For instance, if your eyes start to feel cold and dry in chilly air, it is a result of an ion channel being activated in the cornea.

She wondered which other parts of the body might make use of a cold receptor such as TRPC5.

Within the protective shell of their enamel, teeth are made of a hard substance called dentin that is threaded with tiny tunnels. At the heart of the dentin is the tooth’s soft pulp, where nerve cells and cells called odontoblasts, which manufacture dentin, are intertwined.

She and her colleagues looked to see whether mice engineered to lack the TRPC5 channel still felt tooth pain as normal mice did. They found that these mice, when they had damage to their teeth, did not behave as if anything was amiss.

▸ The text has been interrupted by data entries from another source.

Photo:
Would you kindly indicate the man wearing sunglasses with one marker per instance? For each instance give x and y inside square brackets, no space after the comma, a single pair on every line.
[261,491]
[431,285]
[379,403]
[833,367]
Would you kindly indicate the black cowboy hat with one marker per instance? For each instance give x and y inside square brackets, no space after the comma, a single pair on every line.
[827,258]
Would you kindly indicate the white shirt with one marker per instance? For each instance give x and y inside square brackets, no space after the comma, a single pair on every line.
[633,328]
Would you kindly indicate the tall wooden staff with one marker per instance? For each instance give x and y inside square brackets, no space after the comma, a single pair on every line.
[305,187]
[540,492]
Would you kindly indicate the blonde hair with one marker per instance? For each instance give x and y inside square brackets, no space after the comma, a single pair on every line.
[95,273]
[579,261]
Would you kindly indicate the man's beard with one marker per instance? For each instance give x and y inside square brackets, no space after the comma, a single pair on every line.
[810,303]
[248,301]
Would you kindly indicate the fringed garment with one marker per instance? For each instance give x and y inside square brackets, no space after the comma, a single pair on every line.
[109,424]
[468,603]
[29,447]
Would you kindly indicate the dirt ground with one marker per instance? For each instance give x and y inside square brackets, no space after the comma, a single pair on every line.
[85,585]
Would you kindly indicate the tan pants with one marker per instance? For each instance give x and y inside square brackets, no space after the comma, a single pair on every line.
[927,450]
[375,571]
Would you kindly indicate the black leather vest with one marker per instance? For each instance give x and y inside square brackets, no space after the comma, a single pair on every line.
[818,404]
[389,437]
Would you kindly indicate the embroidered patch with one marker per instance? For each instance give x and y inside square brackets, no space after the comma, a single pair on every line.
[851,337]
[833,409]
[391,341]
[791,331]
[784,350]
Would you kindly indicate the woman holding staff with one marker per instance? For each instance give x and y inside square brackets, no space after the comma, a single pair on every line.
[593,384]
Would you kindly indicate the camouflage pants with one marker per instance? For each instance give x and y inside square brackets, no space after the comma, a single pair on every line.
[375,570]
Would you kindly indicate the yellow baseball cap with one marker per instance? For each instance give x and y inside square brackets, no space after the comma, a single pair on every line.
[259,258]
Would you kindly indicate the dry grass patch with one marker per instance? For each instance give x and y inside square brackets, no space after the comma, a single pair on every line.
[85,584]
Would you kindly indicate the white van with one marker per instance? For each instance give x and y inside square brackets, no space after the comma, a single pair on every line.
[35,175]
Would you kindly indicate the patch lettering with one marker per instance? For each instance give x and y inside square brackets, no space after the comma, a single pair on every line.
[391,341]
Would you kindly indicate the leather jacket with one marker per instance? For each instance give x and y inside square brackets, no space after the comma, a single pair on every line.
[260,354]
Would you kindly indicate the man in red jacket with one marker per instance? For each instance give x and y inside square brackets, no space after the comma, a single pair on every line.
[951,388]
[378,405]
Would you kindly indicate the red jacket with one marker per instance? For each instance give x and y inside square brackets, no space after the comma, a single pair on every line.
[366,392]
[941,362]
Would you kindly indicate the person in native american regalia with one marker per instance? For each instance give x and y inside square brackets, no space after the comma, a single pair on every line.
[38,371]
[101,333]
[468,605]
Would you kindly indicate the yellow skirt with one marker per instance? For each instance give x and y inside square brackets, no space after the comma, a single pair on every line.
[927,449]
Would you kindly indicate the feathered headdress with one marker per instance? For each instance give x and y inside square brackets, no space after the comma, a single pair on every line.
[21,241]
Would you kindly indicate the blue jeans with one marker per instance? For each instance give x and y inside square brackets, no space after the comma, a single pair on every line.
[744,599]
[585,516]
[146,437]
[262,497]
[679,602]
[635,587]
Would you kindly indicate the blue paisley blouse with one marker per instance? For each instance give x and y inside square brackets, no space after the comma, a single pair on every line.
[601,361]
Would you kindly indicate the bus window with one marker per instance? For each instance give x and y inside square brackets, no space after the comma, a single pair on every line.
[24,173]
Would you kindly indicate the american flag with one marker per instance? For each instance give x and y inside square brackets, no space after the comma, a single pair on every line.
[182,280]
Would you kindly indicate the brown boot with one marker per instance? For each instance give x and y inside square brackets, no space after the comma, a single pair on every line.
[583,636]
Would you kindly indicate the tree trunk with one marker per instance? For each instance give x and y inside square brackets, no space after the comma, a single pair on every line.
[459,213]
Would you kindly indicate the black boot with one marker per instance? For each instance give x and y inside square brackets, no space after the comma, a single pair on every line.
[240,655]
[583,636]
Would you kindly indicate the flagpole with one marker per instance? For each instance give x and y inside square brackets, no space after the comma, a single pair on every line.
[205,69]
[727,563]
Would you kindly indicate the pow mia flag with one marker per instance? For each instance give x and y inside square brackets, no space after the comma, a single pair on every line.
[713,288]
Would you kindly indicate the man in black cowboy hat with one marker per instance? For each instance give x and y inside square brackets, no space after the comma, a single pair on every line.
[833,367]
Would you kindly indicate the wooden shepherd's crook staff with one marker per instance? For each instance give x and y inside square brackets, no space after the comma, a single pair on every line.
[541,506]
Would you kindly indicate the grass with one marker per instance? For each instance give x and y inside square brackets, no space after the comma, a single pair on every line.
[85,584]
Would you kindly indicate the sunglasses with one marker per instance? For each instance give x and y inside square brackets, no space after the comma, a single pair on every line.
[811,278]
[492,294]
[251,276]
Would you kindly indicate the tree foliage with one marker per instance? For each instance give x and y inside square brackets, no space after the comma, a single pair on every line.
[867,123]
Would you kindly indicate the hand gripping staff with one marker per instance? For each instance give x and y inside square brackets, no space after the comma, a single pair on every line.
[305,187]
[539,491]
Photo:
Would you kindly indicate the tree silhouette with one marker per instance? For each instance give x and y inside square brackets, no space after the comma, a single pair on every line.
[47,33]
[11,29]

Her co-author, Dr Jochen Lennerz, a pathologist at Massachusetts General Hospital, checked human teeth for signs of the ion channel and found it in their nerves and other cells. Over many years, the researchers constructed a way to precisely measure the nerve signals travelling out of a mouse’s damaged molar.

As it happens, one substance that keeps TRPC5 from opening is eugenol, the main ingredient in oil of cloves, a traditional treatment for toothache. Although the Food and Drug Administration in the United States is equivocal about eugenol’s effectiveness, if it does lessen the pain for some people, it may be because of its effect on TRPC5.